Wednesday, March 26, 2014
Zero Centigrade - Birch (obs*instrument)
A simple enough structure, well executed, results in a very attractive recording. Tonino Taiuti and Vicenzo De Luce, on acoustic guitars, send their music from one area to another and back over the course of some 26 minutes, an enjoyable and subtly complex journey. The body of the work is bracketed by two short episodes of the pair plucking strongly at their guitars but leaving substantial space around the notes, perhaps echoing Fahey at his sparest, both tonal and abstract. After five or six minutes, they then allow various forms of feedback to enter the picture, gradually at first then quickly coming to predominate. Several general characteristics of the acoustic guitars are always retained--a certain buzz, the overall tone--even as they're bent, warped and twisted, often resonating quite deeply, as though the listener is placed right beneath the sound hole. The variation within the world is captivating, ranging from smooth throbs to harsh scrapes and much between, until a single piercing note announces the return to the acoustic realm, wisps of electricity still flitting about above the proceedings, but soon evaporating, the guitars stroked lovingly to conclude. Concision within which you hear expansiveness; no mean feat and well done here.
iQ+1 - iQ+1 (Poli5)
Georgij Bagdasarov (vintage turntable, baritone sax, guitar), Kateřina Bilejová(body weather, an aspect of Butoh dance), Jana Kneschke (violin, FX), Jára Tarnovski (analog synths, theremin, kalimba, FX, percussion), Petr Vrba (clarinet, trumpet), Michal Zbořil(analog synths, kalimba) Federsel, bass guitar, Max/MSP recording, mixing).
An oddly interesting recording.
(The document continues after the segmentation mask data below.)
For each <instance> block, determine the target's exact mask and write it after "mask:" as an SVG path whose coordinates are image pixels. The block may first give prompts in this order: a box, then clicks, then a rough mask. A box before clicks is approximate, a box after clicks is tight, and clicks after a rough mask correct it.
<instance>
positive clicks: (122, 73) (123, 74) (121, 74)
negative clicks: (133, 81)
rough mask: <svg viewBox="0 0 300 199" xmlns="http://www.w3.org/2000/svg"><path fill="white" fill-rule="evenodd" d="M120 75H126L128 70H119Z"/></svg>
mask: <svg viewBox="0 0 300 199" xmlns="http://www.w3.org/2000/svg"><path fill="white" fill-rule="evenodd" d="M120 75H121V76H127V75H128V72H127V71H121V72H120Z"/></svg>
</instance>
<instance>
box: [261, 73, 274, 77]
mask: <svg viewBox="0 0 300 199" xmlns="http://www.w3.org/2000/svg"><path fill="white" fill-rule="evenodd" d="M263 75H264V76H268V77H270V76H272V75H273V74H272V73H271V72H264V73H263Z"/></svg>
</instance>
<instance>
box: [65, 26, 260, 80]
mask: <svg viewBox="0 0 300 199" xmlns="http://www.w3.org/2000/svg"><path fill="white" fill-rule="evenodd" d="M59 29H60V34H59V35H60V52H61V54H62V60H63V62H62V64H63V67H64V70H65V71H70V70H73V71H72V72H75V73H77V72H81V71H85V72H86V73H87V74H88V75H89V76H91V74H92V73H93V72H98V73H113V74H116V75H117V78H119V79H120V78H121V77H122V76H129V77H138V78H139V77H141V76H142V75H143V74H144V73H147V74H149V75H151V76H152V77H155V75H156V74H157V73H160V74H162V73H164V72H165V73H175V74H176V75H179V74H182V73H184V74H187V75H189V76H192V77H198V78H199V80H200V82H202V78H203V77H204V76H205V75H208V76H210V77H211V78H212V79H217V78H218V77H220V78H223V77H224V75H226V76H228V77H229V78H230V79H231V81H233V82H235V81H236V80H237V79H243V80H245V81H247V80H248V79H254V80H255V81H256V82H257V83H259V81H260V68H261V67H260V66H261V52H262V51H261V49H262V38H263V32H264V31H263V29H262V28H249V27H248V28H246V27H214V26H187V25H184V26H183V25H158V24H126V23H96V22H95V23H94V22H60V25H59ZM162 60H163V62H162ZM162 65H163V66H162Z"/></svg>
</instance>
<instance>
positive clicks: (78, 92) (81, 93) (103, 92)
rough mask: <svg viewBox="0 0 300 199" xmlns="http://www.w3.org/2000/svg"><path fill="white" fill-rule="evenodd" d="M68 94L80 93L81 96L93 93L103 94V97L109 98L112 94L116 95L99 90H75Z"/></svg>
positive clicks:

You can tick off influences as the music progresses: certainly electric Miles rears up a few time and also the early Art Ensemble of Chicago; even a seeming nod to "No Pussyfooting" at the end. But the overall sound manages to slide between these reference points, not necessarily resulting in something terribly new but it does become music that sounds reasonably unique. Bagdasarov's baritone often feels as though its charting the course here, played deeply as a rule (and the source of the Roscoe Mitchell tint; the kalimbas add to the AEC vibe as well) but the synths and, presumably, other electronics, fashion a pulsing bed, sometimes almost a rhythm, that carries things along with a certain amount of smoothness and also, along with the occasional muted trumpet, is the reason that "Bitches Brew" and the like is evoked. Not to belabor the point but, towards the end of the first track, the combination of soaring clarinet and burbling electronics also caused me to flash on that old S.O.S. (Skidmore, Osborne, Surman) album on Ogun...The stew is fairly dense, always a surge of activity from several quarters, more of a free jazz than post-AMM sensibility afoot, but never really overbearing. It's not exactly up my alley, of course, but very well realized on its own terms and worth a listen if the above mélange would seem to strike your fancy.
poli5-bandcamp
Criticon Duo - How to get a cold (Noplyn)
Petr Vrba reappears as half of Criticon Duo (trumpet, objects--the photo insert seems to show him playing a reed trumpet and, indeed, I think I hear it often), joined by Tomás Gris, also deploying objects as well as saxophone and electronics. The music is much closer to "eai" than the above though by and large of a perfunctory sort. Gris utilizes standard extended techniques on the saxophones (alto and baritone, I think)--breathiness, key clacking, etc., doing so effectively enough, intertwined with Vrba's objects, often more or less percussive in nature, at least when the trumpet isn't in use, the pair buoyed along by cracked electronics of the kind we're entirely used to. It's fine just not so out of the ordinary. I've mentioned before what I think of as the Mullerization of a branch of eai, the more burbling electronics type, which Günter Müller refined to a point where things became far too routine and smooth. Something of the sort is my impression here as well: too much routineness in the sounds (regular sequences of taps on the sax, for instance), too little thought about placement or even the necessity of making a noise at all. Playing sparse and rarely isn't easy and, as is often the case (to my ears) when difficulty is encountered along those lines, the most rewarding moments are when the musicians essentially abandon that tack and begin playing more fully, more "normally"; that's the case here, as well. Not bad after all's said and done, but a bit dispiriting in many respects. But by all means, hear for yourself.